Lo pongo como ejemplo. Va otro: hace unos días se aprobó en Argentina una ley de matrimonio gay más amplia que la española. Hace unos pocos años, en cambio, fue investigada, en Buenos Aires, Mariela Muñoz, una transexual dedicada a la prostitución (¿quién le da un empleo?) que crió a nada menos que dieciocho niños de la calle, los alimentó y los envió a la escuela durante años, hasta que intervino el Estado y se los llevó a un hogar, es decir, a un orfanato, institución espeluznante donde las haya, para salvarlos de la perversión de su madre de hecho. Ahora podría adoptarlos legalmente, sin que el Estado perdiera el control de su existencia y con un menor coste para las arcas públicas.
La casta política, la que puede aprobar la obligatoriedad del esclarecimiento del origen de los hijos adoptivos, la que puede autorizar a una niña a ir al médico a quitarse el niño pero también está dispuesta a enviar a la cárcel a quien la preñó, la que financia el día del Orgullo Gay con discriminación para los israelíes –porque, oficialmente, ser gay es ser de izquierdas, cosa harto discriminatoria en sí misma desde que niega al gay el derecho a pensar–, la casta política, decía, se ha apropiado del control de la sexualidad de manera ostensible. Y es un arma realmente poderosa.
Todo esto, finalmente, es puro franquismo por otros medios y con look aggiornato. Pasamos de la prisión para los homosexuales a una aparente libertad que los hace salir a la luz, los identifica, los clasifica y los compromete con las instituciones tradicionales mediante el matrimonio y otros recursos administrativos: el día que haya que hacer la lista para mandarlos a Auschwitz, porque la tornas en la historia suelen cambiar, bastará con darle a la tecla de imprimir. Pasamos del poder médico y del poder pedagógico verticales de los tiempos del Caudillo a un poder médico –que alcanza a la decisión sobre la vida y la muerte– y un poder pedagógico –que alcanza al derecho y al deber de promover a los ignorantes– infinitamente más fuertes y más retorcidos.

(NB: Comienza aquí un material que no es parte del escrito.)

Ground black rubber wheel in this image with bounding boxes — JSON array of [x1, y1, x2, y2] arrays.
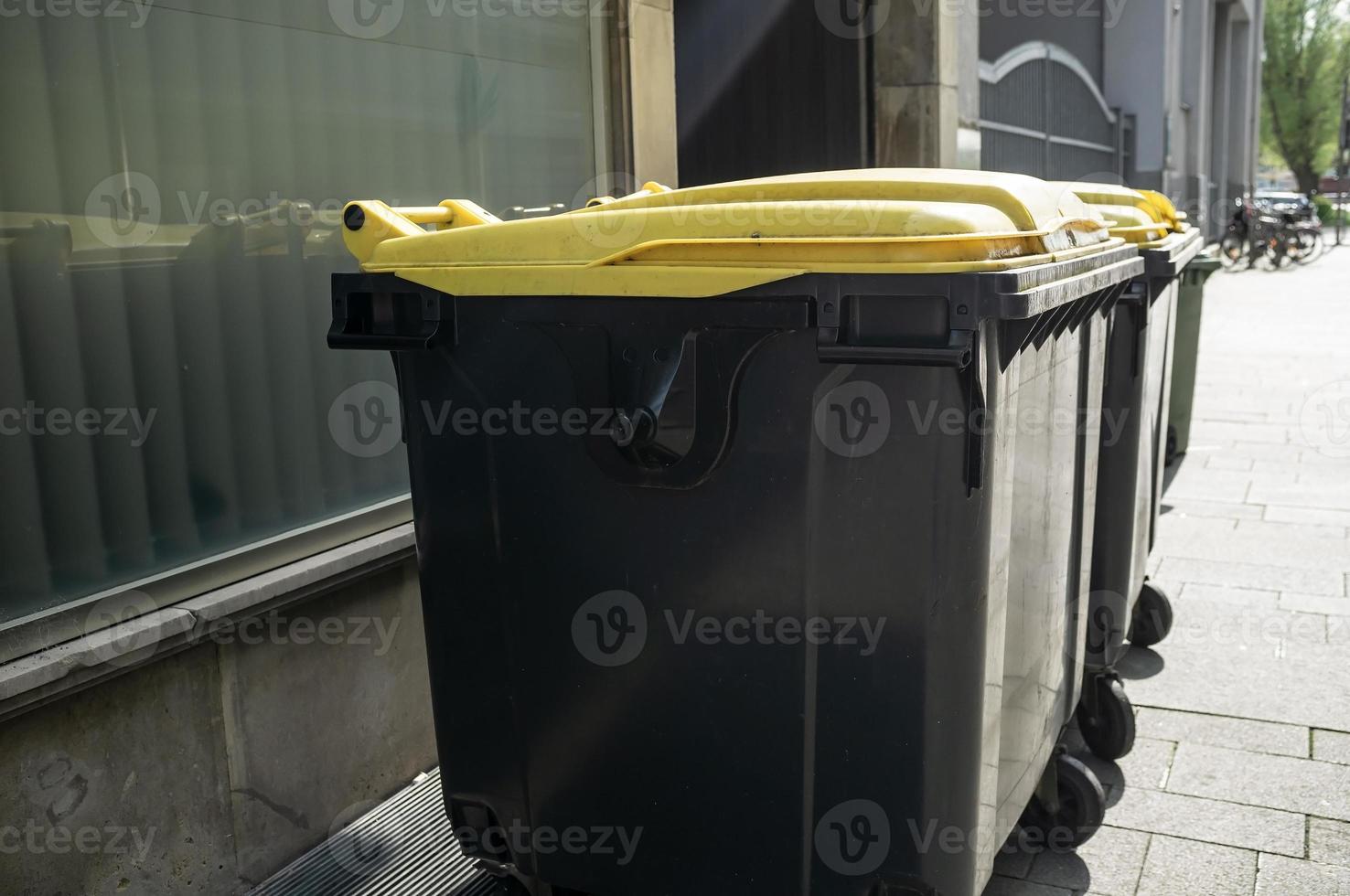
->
[[1077, 675, 1134, 763], [1127, 581, 1172, 647], [1021, 754, 1106, 850]]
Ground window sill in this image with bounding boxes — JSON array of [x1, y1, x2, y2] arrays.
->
[[0, 522, 416, 720]]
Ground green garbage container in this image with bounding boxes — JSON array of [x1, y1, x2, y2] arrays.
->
[[329, 170, 1143, 896], [1168, 255, 1219, 463], [1058, 184, 1203, 760]]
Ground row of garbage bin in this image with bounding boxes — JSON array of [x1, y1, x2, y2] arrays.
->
[[329, 170, 1220, 896]]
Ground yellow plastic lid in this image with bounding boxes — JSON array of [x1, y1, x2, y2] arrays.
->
[[1055, 181, 1189, 249], [343, 168, 1123, 297]]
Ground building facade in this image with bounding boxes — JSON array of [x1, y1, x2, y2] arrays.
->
[[980, 0, 1264, 236]]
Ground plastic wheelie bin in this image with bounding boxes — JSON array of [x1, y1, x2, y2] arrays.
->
[[1168, 255, 1219, 463], [328, 170, 1143, 896], [1060, 184, 1203, 760]]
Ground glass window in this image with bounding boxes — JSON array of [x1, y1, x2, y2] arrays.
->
[[0, 0, 596, 629]]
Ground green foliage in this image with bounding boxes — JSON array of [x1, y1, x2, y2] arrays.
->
[[1261, 0, 1350, 193]]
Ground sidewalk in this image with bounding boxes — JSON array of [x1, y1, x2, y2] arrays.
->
[[985, 249, 1350, 896]]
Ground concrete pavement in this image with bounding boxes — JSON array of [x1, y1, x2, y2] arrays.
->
[[985, 247, 1350, 896]]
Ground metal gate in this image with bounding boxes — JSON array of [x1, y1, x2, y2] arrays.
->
[[980, 40, 1127, 181]]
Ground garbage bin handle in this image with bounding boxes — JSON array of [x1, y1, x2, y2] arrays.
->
[[541, 324, 783, 488], [817, 329, 975, 369]]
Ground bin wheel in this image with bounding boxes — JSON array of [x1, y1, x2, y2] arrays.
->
[[1021, 754, 1106, 848], [1129, 581, 1172, 647], [1077, 675, 1134, 761]]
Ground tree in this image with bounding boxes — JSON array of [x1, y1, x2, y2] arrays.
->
[[1261, 0, 1350, 193]]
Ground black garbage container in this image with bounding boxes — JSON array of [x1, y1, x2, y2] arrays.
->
[[329, 170, 1143, 896], [1058, 184, 1205, 760]]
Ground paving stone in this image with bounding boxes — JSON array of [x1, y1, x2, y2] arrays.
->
[[1247, 474, 1350, 510], [1160, 493, 1265, 519], [1257, 856, 1350, 896], [1280, 591, 1350, 615], [1308, 817, 1350, 868], [1265, 505, 1350, 529], [1122, 630, 1350, 730], [1312, 733, 1350, 765], [1107, 782, 1304, 859], [984, 877, 1077, 896], [1227, 439, 1302, 463], [1137, 837, 1252, 896], [1237, 519, 1346, 541], [1162, 529, 1350, 577], [1191, 420, 1297, 445], [1027, 815, 1149, 896], [993, 848, 1035, 879], [1176, 581, 1280, 610], [1166, 463, 1258, 504], [1158, 556, 1345, 596], [1158, 513, 1237, 542], [1327, 615, 1350, 646], [1160, 596, 1327, 656], [1168, 743, 1350, 820], [1117, 725, 1177, 789], [1135, 707, 1312, 768]]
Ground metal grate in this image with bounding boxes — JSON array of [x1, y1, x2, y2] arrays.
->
[[250, 769, 508, 896]]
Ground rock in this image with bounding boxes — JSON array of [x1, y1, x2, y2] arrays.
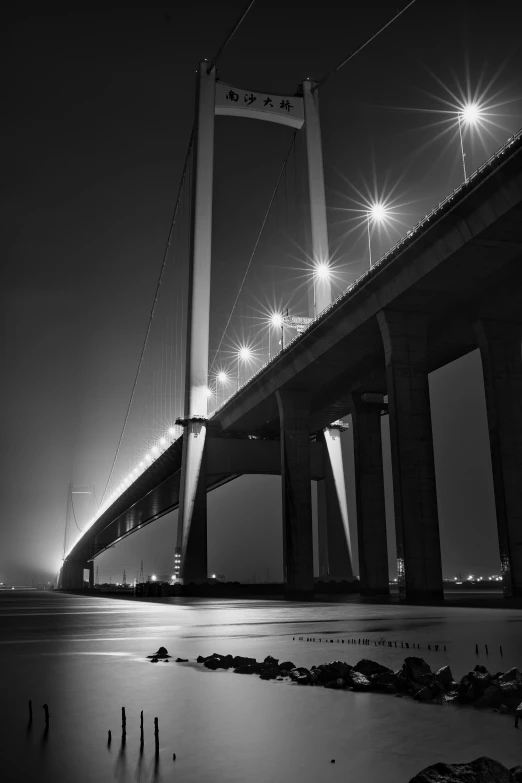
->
[[435, 666, 453, 690], [409, 756, 514, 783], [498, 666, 522, 683], [290, 666, 310, 680], [350, 658, 393, 679], [234, 664, 257, 674], [313, 661, 353, 680], [203, 658, 221, 671], [402, 655, 431, 680], [251, 661, 279, 674], [261, 666, 279, 680], [500, 680, 522, 710], [346, 670, 372, 691], [413, 685, 433, 701], [395, 669, 411, 693], [324, 680, 337, 688], [203, 654, 233, 670], [232, 655, 257, 669], [474, 685, 502, 708], [147, 647, 172, 658], [369, 672, 397, 693]]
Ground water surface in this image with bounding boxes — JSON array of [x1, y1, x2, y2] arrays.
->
[[0, 591, 522, 783]]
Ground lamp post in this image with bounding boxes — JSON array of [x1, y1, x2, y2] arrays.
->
[[366, 201, 390, 269], [268, 310, 288, 361], [216, 370, 230, 404], [237, 345, 252, 389], [457, 103, 482, 182], [313, 261, 332, 318]]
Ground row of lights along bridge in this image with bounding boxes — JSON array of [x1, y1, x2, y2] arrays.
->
[[100, 102, 486, 507]]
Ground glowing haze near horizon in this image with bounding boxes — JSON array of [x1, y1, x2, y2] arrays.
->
[[4, 2, 522, 583]]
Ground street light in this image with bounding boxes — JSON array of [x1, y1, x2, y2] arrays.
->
[[237, 345, 252, 389], [457, 102, 484, 182], [268, 311, 288, 360], [366, 201, 390, 269]]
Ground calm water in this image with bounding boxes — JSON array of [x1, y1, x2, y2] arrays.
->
[[0, 592, 522, 783]]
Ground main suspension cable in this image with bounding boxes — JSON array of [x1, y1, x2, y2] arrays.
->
[[208, 130, 297, 375], [207, 0, 255, 73], [98, 127, 194, 508], [312, 0, 415, 92]]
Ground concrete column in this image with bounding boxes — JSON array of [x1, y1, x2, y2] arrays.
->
[[303, 79, 332, 317], [61, 560, 89, 590], [176, 62, 216, 578], [276, 390, 314, 601], [377, 310, 443, 601], [474, 320, 522, 597], [317, 425, 353, 582], [317, 478, 328, 581], [175, 421, 208, 584], [351, 394, 390, 595]]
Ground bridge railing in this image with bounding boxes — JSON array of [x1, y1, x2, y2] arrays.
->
[[213, 129, 522, 415]]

Y, de paso, se engorda la hipocresía en torno de la cuestión paidofílica, que, como todo lo demás, está siempre ahí, en la escuela, en la familia y hasta en la cultura, que la ha normalizado hasta el punto de no ejercer el menor atisbo de crítica cuando se habla de don Antonio Machado con su Leonor de trece años, ni del reverendo Dodgson con su Alicia, ni del muy ilustre Lichtenberg, casado en la vejez con una niña de once años (esta reflexión se la debo a una muy buena amiga y colega de la que no sé si quiere ser citada aquí). Y, claro, se acepta no mirar qué pasa debajo del burka.
Lo único sobre lo que conviene legislar, la protección real de la infancia y el sexo no consentido, sigue en el limbo.
Nunca se es más libre que en la intimidad. Y una legislación será más avanzada cuanto mayor sea su respeto por esa intimidad. Lamento no poder aseverar que el PP, puesto manos a la obra, vaya a modificar más que algún aspecto de la nueva ley del aborto.